Dimanche 1er mai 2011, Jean Paul II, pape qui a connu l’un des plus longs pontificats de l’histoire - de 1978 à 2005 -, était proclamé bienheureux par son successeur, le pape Benoît XVI. Le 27 avril prochain à Rome, neuf ans après sa mort, en la fête de la Divine Miséricorde qu’il a créée, il sera canonisé par le pape François en une cérémonie unique avec Jean XXIII, autre pape de poids.

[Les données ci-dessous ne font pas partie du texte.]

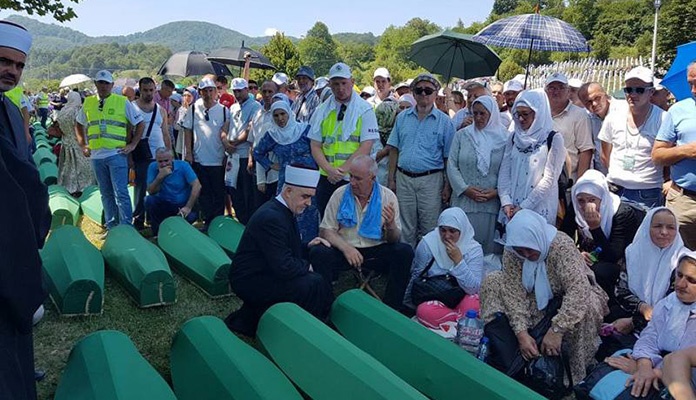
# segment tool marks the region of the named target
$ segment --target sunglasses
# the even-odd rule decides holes
[[[210,115],[208,114],[208,109],[207,109],[207,108],[205,109],[204,114],[205,114],[205,120],[206,120],[206,121],[210,121]]]
[[[430,96],[431,94],[435,93],[435,89],[431,89],[429,87],[427,87],[427,88],[417,87],[417,88],[413,89],[413,93],[415,93],[419,96],[422,96],[423,94],[425,94],[426,96]]]
[[[627,86],[627,87],[623,88],[623,92],[625,94],[633,94],[633,93],[643,94],[643,93],[645,93],[646,90],[652,89],[652,88],[653,88],[652,86],[648,86],[648,87],[630,87],[630,86]]]
[[[258,86],[249,86],[249,90],[259,90]]]
[[[99,111],[104,111],[104,99],[99,99]]]
[[[522,112],[522,113],[521,113],[521,112],[515,111],[515,113],[512,114],[512,115],[513,115],[515,118],[517,118],[517,119],[520,119],[520,118],[522,118],[522,119],[528,119],[529,117],[531,117],[531,116],[534,115],[534,112],[533,112],[533,111],[528,111],[528,112]]]

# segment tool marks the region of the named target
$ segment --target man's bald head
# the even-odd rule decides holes
[[[604,120],[609,113],[610,97],[598,82],[588,82],[580,86],[578,98],[587,111],[595,114],[601,120]]]

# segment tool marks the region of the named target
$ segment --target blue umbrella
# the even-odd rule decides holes
[[[590,51],[587,39],[577,29],[560,19],[539,14],[500,19],[481,29],[472,39],[489,46],[529,49],[527,74],[532,50]]]
[[[692,61],[696,61],[696,42],[678,46],[677,57],[674,58],[672,66],[669,67],[669,71],[667,71],[667,75],[665,75],[660,83],[660,85],[672,92],[677,101],[691,97],[691,87],[686,81],[686,67],[688,67]]]

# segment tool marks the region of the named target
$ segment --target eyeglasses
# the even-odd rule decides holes
[[[625,88],[623,88],[623,92],[624,92],[625,94],[633,94],[633,93],[643,94],[643,93],[645,93],[646,90],[652,89],[652,88],[653,88],[652,86],[648,86],[648,87],[630,87],[630,86],[626,86]]]
[[[104,111],[104,99],[99,99],[99,111]]]
[[[431,94],[435,93],[435,89],[431,89],[429,87],[426,87],[426,88],[417,87],[417,88],[413,89],[413,93],[415,93],[419,96],[422,96],[423,94],[425,94],[426,96],[430,96]]]
[[[210,115],[208,114],[208,109],[207,109],[207,108],[205,109],[205,112],[204,112],[204,113],[205,113],[205,120],[206,120],[206,121],[210,121]]]
[[[520,119],[520,118],[522,118],[522,119],[528,119],[529,117],[534,116],[534,111],[527,111],[527,112],[517,112],[517,111],[515,111],[512,115],[513,115],[515,118],[517,118],[517,119]]]
[[[472,114],[473,114],[474,116],[488,115],[488,113],[485,112],[485,111],[473,111]],[[526,117],[525,117],[525,118],[526,118]]]
[[[249,90],[259,90],[258,86],[249,86]]]
[[[215,86],[217,90],[222,90],[222,86]]]

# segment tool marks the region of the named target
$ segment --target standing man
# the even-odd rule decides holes
[[[568,157],[570,157],[570,178],[577,181],[592,164],[592,129],[590,118],[580,107],[570,101],[568,78],[554,72],[546,79],[544,91],[549,98],[553,130],[563,135]]]
[[[203,79],[198,84],[201,96],[184,116],[184,160],[193,164],[201,183],[199,196],[205,228],[225,213],[225,149],[232,151],[227,138],[229,110],[215,99],[215,82]]]
[[[432,75],[418,75],[411,83],[416,106],[399,113],[387,141],[389,188],[396,189],[403,241],[411,247],[435,229],[441,205],[452,193],[444,169],[454,125],[435,108],[439,89],[440,82]]]
[[[667,111],[655,138],[652,158],[659,166],[670,167],[666,182],[667,208],[679,221],[686,247],[696,249],[696,61],[686,69],[691,96]]]
[[[376,93],[367,101],[372,104],[373,107],[377,107],[387,99],[395,100],[391,87],[391,74],[388,69],[384,67],[377,68],[372,74],[372,83],[374,84]]]
[[[360,154],[370,154],[379,139],[375,112],[355,93],[354,84],[350,67],[334,64],[329,70],[333,98],[319,106],[310,124],[312,157],[321,172],[317,207],[322,215],[333,192],[348,183],[350,163]]]
[[[46,119],[48,119],[48,88],[41,88],[39,94],[36,95],[36,109],[38,110],[39,118],[41,118],[41,126],[46,129]]]
[[[128,154],[140,142],[144,124],[133,103],[120,94],[111,93],[114,86],[111,72],[97,72],[94,82],[97,94],[85,99],[75,118],[75,129],[82,153],[92,159],[108,230],[118,224],[132,223]]]
[[[602,159],[609,160],[609,189],[650,209],[662,205],[663,168],[651,158],[665,111],[650,103],[653,74],[649,68],[628,71],[624,93],[628,109],[615,111],[599,131]]]
[[[619,104],[626,105],[626,102],[613,99],[598,82],[583,84],[578,91],[578,98],[582,101],[590,116],[592,141],[595,144],[592,157],[593,168],[606,175],[609,172],[607,169],[609,160],[602,159],[602,141],[599,140],[599,131],[602,129],[602,123],[611,111],[617,109]]]
[[[147,170],[155,159],[155,151],[160,147],[172,148],[167,111],[155,102],[155,81],[152,78],[141,78],[138,82],[140,97],[133,102],[135,109],[143,119],[145,132],[140,139],[141,146],[147,145],[150,157],[143,157],[146,152],[132,153],[133,169],[135,170],[135,210],[133,210],[133,226],[142,230],[145,226],[145,192],[147,191]],[[156,110],[156,111],[155,111]]]
[[[519,81],[511,79],[503,85],[503,97],[505,98],[505,106],[508,110],[512,110],[513,104],[517,99],[517,95],[524,90],[524,87]]]
[[[0,21],[0,397],[36,399],[32,316],[46,298],[41,258],[51,222],[48,192],[29,159],[22,114],[5,94],[19,83],[31,48],[23,27]]]
[[[300,95],[292,103],[292,112],[295,113],[297,122],[308,123],[321,103],[319,95],[314,91],[314,70],[306,65],[302,66],[297,71],[295,79],[297,79]]]
[[[281,193],[249,220],[230,270],[232,290],[244,301],[225,319],[233,332],[255,336],[261,315],[280,302],[295,303],[322,321],[328,316],[331,283],[302,258],[296,218],[312,203],[318,180],[317,170],[288,165]],[[319,243],[329,245],[315,238],[309,246]]]
[[[270,168],[268,171],[263,165],[256,163],[254,165],[254,148],[259,145],[263,136],[273,126],[273,114],[271,114],[271,105],[273,104],[273,95],[278,93],[278,85],[273,81],[265,81],[261,85],[261,98],[263,107],[259,109],[256,115],[251,120],[251,130],[249,138],[251,143],[249,148],[249,163],[247,170],[256,173],[256,190],[255,190],[255,208],[268,200],[271,200],[278,188],[278,171]],[[276,161],[275,155],[270,155],[272,161]]]
[[[237,102],[230,107],[230,141],[227,153],[228,156],[236,154],[239,157],[239,172],[237,184],[232,190],[231,197],[237,219],[246,225],[251,214],[256,210],[254,176],[246,168],[249,164],[249,151],[251,149],[251,143],[247,139],[251,119],[259,112],[261,104],[249,97],[249,85],[243,78],[232,79],[232,92],[237,98]]]

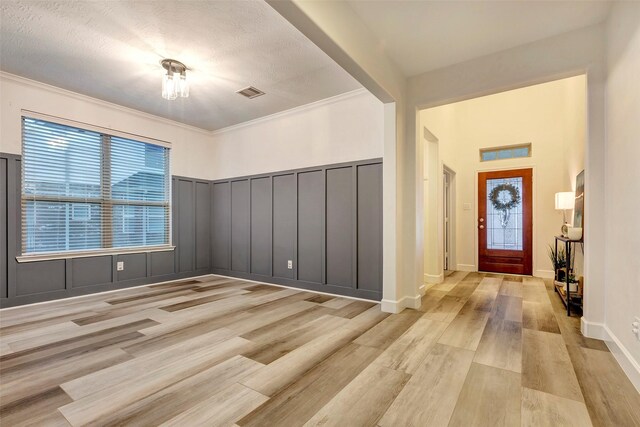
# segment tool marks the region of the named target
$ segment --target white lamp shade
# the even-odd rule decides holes
[[[563,191],[562,193],[556,193],[556,209],[573,209],[575,198],[576,196],[573,191]]]

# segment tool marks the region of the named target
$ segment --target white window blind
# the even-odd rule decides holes
[[[169,149],[22,118],[22,254],[170,245]]]

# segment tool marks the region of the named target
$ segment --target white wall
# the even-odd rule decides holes
[[[640,318],[640,4],[614,4],[607,39],[605,328],[640,390],[640,341],[631,332]]]
[[[384,152],[384,104],[366,90],[213,133],[213,179],[354,160]]]
[[[456,172],[458,269],[477,270],[478,171],[531,167],[533,271],[536,276],[553,277],[547,245],[553,244],[553,236],[562,225],[554,195],[572,190],[575,177],[584,166],[585,94],[586,79],[577,76],[421,112],[421,123],[439,139],[441,164],[435,177],[441,177],[442,164]],[[532,144],[531,157],[480,162],[481,148],[522,143]],[[435,186],[430,199],[441,199],[440,188],[441,183]],[[471,210],[464,210],[465,204]],[[567,212],[568,218],[571,214]],[[425,211],[425,223],[432,216],[432,212]],[[425,243],[425,271],[435,262],[442,267],[441,254],[427,251],[430,246]],[[441,251],[441,245],[434,249]]]
[[[21,154],[24,109],[170,142],[173,175],[211,175],[207,131],[6,73],[0,74],[0,93],[0,152]]]

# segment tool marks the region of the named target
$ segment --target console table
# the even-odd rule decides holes
[[[570,276],[571,276],[571,271],[573,270],[573,265],[571,265],[571,246],[574,243],[583,243],[583,240],[571,240],[568,237],[564,237],[564,236],[556,236],[556,254],[558,253],[558,242],[560,242],[560,244],[564,243],[564,253],[566,254],[567,257],[567,263],[566,263],[566,267],[565,267],[565,273],[564,273],[564,283],[563,285],[565,286],[565,295],[562,294],[561,288],[563,285],[559,285],[557,284],[558,280],[558,270],[555,271],[554,273],[554,280],[553,280],[553,289],[556,291],[556,293],[558,295],[560,295],[560,299],[562,300],[562,303],[565,305],[565,307],[567,307],[567,316],[571,316],[571,306],[574,307],[579,307],[580,310],[582,310],[582,295],[578,295],[578,292],[570,292],[569,290],[569,286],[570,286]]]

De fait, cette canonisation est l’une des plus rapides de l’histoire récente de l’Eglise. Ce record a été rendu possible grâce à l’autorisation accordée par Benoît XVI - à la suite d’une pétition signée par 170 cardinaux - de commencer le procès de béatification avant le délai légal de cinq ans après la mort de l’intéressé. Jean-Paul connaît donc un destin post-mortem aussi exceptionnel que celui qui a été le sien de son vivant. A point nommé, deux jours avant la canonisation, un livre-événement paraît chez Bayard, "Je suis dans les mains de Dieu". Carnets intimes 1962-2003.

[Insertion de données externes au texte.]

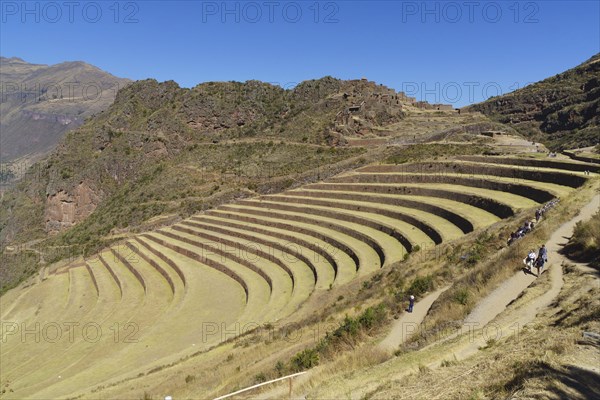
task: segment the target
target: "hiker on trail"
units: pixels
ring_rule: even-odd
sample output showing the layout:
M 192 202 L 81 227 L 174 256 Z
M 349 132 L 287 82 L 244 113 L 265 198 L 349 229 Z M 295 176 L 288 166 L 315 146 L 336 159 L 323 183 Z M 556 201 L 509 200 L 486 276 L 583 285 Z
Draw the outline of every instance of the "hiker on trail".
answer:
M 548 261 L 548 250 L 546 245 L 543 244 L 538 250 L 537 259 L 535 260 L 535 267 L 537 268 L 537 275 L 540 276 L 541 271 L 544 269 L 544 263 Z
M 538 257 L 543 258 L 544 262 L 548 261 L 548 249 L 546 249 L 545 244 L 543 244 L 542 247 L 540 247 L 540 250 L 538 251 Z
M 535 221 L 538 222 L 541 217 L 542 217 L 542 212 L 538 208 L 537 210 L 535 210 Z
M 523 263 L 527 266 L 527 270 L 531 272 L 531 267 L 533 267 L 533 263 L 535 262 L 536 256 L 535 251 L 530 250 L 527 257 L 523 260 Z
M 510 246 L 517 239 L 517 234 L 515 232 L 511 232 L 510 237 L 508 238 L 508 245 Z
M 538 257 L 535 260 L 535 268 L 537 269 L 537 276 L 540 276 L 542 270 L 544 269 L 544 259 L 542 257 Z
M 408 300 L 408 312 L 413 312 L 413 307 L 415 306 L 415 296 L 413 296 L 412 294 L 410 295 L 410 298 Z

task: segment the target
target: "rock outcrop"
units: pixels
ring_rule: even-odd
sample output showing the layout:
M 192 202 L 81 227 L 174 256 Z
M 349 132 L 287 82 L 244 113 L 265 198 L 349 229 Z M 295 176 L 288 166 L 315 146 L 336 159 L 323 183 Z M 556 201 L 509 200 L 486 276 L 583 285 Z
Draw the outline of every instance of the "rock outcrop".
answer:
M 71 193 L 61 190 L 49 194 L 44 215 L 46 231 L 55 234 L 83 221 L 94 212 L 100 200 L 101 196 L 85 182 L 77 185 Z

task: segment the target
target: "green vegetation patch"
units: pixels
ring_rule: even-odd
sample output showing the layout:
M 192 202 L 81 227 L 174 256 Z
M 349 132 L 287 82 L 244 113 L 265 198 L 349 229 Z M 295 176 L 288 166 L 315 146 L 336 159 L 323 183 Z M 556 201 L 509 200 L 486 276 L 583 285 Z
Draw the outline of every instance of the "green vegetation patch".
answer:
M 575 225 L 564 252 L 570 258 L 600 268 L 600 211 L 588 221 L 580 221 Z

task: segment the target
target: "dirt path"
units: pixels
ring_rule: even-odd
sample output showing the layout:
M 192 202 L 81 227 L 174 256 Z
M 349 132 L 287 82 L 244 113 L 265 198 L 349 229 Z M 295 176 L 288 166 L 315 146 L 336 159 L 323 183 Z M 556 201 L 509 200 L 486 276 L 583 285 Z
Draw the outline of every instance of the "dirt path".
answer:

"On est dans le cœur du réacteur"
"On connaît le Jean Paul II écrivain, orateur, théologien. Dans ses Carnets, c’est l’homme en débat avec lui-même, explique Frédéric Boyer, son heureux éditeur. On est vraiment dans le cœur du réacteur. C’est la fabrique personnelle de sa spiritualité et de sa relation à Dieu. Il brasse des références scripturaires, théologiques et littéraires (il aimait beaucoup Dostoïevski, Simone Weil ou encore Shakespeare) très diverses."
Le pape polonais avait fait de son secrétaire particulier, Stanislaw Dziwisz, son exécuteur testamentaire. Dans son testament spirituel, Jean Paul II avait demandé à son plus proche collaborateur de brûler ses notes personnelles.
Dans la préface du livre, le cardinal Dziwisz, aujourd’hui archevêque de Cracovie, explique ce qui fut probablement pour lui un vrai dilemme : "J’ai respecté à la lettre les volontés du Saint-Père, après sa mort en 2005, en donnant toutes les affaires qu’il possédait, en particulier ses souvenirs personnels. Mais je n’ai pas eu le courage de brûler ses carnets personnels parce qu’ils contenaient d’importantes informations sur sa vie. Je les avais toujours vus sur le bureau du Saint-Père, mais je ne les avais jamais ouverts. Quand j’ai pris connaissance de ce testament, j’ai été profondément touché par le fait que Jean Paul II, que j’ai accompagné pendant presque quarante ans, me prouve ainsi sa confiance au point de me confier ce qu’il avait de plus intime et personnel. Je n’ai pas brûlé les carnets de Jean-Paul II parce qu’ils sont la clé pour comprendre sa spiritualité, ce qu’il y a de plus profond en chaque être humain: sa relation avec Dieu, avec les autres et avec lui-même."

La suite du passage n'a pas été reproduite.